Yesterday we left the coast of Jutland for the drive back to Germany. The previous evening we'd taken a walk along the dunes just north of where we'd rented a holiday cottage and, near Norre Lyndvig, came across a memorial to two wrecks that occurred in 1811, the 64 gun Fourth Rate "St George" and a second ship, a frigate of 36 guns. 1400 men died in these wrecks and the bodies washed ashore all along the Ringkobing Fjord coast. Over 500 were buried beneath the dunes where the memorial now stands, but, as I stood and looked out to the site of the wreck of the "St George" the place and the date took another focus.
From this spot, in 1916, I would have heard the gunfire from the battle between the two greatest Battle Fleets ever to meet and engage in a ship-to-ship duel of gunnery. This took place in the late afternoon of the 31st May. The British Grand Fleet met the slightly smaller German High Seas Fleet in a long awaited battle. British losses were horrific - three of Admiral Beattie's Battle Cruiser Force blew up with the loss of almost all hands. His own flagship, HMS Lion, almost shared their fate, but was saved only by the dying action of the Royal Marine Major commanding 'Q' Turret. As the cordite around him ignited, he ordered the flooding of the magazine, drowning everyone in it, but saving the ship.
From where we stood we might have been able to see at least some of this, and certainly the muzzle flash and smoke. With over 500 ships charging about and the major units firing their 11, 13.5, 14 and 15 inch guns it must have been an awe inspiring and possibly frightening sight and sound for the inhabitants of this area.

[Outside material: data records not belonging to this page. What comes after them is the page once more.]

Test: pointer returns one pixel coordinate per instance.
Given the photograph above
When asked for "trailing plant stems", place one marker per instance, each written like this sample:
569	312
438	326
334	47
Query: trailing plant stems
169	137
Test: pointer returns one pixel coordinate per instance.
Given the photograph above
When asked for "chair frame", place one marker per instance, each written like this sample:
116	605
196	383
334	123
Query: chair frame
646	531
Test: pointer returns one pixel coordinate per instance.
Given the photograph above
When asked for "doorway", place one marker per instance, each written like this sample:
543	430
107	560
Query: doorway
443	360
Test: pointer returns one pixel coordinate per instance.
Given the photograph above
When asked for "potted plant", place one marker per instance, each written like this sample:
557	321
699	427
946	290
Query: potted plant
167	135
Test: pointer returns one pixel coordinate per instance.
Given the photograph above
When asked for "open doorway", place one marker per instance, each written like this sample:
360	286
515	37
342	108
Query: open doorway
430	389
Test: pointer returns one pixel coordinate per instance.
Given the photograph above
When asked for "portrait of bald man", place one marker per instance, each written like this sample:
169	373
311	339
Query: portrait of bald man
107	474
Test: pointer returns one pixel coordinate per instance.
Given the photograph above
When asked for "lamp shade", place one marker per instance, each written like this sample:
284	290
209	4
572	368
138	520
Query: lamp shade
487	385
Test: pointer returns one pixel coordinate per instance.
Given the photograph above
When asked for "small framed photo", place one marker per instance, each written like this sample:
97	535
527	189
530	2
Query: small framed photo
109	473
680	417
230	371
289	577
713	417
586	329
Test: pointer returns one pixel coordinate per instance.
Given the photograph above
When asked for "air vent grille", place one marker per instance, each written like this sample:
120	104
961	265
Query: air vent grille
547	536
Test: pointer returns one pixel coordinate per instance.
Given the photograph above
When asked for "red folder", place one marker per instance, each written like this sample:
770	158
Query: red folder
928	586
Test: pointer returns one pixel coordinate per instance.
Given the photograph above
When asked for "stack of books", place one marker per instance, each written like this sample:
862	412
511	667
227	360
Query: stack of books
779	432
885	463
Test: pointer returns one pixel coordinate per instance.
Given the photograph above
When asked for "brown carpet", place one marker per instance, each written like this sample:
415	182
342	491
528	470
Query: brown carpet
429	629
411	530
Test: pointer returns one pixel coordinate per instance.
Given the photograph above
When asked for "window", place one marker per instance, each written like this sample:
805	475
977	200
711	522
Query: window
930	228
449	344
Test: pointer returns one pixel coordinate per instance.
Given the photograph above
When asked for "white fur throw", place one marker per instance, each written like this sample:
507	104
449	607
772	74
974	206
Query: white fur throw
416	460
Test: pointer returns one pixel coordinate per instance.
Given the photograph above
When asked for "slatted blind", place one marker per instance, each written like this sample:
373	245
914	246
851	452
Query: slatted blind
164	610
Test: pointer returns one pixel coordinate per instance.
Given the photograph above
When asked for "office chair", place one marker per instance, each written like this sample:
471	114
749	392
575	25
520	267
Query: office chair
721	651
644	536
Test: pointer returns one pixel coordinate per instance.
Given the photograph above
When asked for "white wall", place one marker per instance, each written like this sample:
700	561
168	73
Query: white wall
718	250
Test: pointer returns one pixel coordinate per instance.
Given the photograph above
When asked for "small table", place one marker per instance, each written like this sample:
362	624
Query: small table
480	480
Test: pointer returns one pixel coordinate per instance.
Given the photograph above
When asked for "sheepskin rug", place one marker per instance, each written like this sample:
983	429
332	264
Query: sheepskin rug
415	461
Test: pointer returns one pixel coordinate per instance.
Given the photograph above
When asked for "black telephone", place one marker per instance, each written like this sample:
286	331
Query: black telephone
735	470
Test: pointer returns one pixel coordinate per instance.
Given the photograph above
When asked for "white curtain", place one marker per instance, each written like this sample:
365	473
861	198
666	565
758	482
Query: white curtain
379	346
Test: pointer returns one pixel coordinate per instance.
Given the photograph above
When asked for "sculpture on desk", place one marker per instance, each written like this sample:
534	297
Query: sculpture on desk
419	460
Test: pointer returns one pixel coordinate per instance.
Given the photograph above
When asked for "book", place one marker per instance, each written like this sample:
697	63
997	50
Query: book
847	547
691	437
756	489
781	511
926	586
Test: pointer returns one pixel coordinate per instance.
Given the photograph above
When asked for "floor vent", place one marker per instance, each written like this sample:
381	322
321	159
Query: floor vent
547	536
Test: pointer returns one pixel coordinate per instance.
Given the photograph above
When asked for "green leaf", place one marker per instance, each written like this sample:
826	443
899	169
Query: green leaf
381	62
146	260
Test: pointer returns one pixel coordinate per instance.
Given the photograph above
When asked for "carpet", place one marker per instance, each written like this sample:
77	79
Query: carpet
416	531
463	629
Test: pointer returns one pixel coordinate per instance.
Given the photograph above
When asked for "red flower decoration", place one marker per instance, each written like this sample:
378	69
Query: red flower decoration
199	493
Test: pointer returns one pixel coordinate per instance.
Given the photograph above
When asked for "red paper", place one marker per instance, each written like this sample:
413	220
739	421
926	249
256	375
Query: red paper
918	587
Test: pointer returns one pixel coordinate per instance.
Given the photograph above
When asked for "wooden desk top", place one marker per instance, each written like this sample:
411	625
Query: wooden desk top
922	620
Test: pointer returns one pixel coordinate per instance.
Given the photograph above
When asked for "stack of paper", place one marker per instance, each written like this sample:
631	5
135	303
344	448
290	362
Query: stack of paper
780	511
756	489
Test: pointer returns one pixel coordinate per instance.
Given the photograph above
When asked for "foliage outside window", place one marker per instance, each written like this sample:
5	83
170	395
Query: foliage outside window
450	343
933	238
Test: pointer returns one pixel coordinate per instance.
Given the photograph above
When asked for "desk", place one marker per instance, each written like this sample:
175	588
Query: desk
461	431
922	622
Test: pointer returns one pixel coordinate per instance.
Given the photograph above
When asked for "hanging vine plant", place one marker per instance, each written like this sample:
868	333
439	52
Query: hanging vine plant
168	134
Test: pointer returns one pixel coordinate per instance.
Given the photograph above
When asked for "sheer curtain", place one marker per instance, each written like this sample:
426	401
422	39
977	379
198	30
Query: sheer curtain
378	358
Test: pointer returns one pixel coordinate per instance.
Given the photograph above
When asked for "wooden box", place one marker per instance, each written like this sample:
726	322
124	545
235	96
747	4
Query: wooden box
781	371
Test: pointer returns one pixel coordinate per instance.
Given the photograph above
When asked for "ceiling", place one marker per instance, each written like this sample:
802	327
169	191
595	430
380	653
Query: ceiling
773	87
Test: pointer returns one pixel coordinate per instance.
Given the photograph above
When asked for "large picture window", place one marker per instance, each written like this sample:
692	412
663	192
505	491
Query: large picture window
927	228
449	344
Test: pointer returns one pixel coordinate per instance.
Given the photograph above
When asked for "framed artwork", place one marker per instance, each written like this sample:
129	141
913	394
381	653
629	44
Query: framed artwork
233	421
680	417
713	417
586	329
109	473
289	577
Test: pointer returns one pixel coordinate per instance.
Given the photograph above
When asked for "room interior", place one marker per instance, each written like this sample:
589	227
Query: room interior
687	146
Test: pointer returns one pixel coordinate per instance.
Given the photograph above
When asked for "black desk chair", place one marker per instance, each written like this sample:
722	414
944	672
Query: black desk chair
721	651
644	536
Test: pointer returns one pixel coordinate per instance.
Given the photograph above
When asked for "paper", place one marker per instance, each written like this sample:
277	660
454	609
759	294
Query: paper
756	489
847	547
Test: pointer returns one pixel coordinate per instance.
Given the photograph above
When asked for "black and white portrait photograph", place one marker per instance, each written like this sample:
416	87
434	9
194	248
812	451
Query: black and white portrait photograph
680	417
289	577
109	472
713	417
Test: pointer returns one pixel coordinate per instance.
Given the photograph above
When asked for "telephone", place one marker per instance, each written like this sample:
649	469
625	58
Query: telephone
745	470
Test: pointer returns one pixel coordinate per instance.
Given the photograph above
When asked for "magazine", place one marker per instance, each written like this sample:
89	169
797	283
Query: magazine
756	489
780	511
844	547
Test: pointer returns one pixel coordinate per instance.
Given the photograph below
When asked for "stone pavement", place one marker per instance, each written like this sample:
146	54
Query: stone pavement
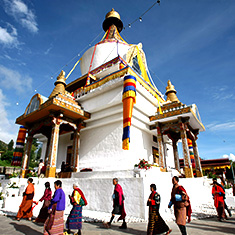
207	226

The German Fleet did not escape unscathed, though, through disasterously poor communications, it escaped Jellicoe's hoped for "Glorious First of June" he spent the night preparing his ships for. Through bold handling and leadership, the High Seas Fleet managed to pass through the tail of the British Fleet during the night and return to its base. Though they were sighted and engaged by several ships, no one thought to send Jellicoe a signal about it ...
May 31st, 1916 stands in history as the date of the last engagement between two massive battle fleets and, unlike Trafalgar, Copenhagen, the Nile, or Admiral Howe's "Glorious First of June" it is best described as inconclusive. It is true the High Seas Fleet never again challenged the Grand Fleet, but it is a mistake to think it did nothing else. It found plenty of action in the Baltic and all but destroyed Russian Naval forces in a number of engagements and performed admirably in support of the Army against the Russian land forces and later the Bolsheviks.
Standing on the windswept dunes I could only wonder what the men engaged in that clash of the giants would think of the world we have created from the peace they won with their lives.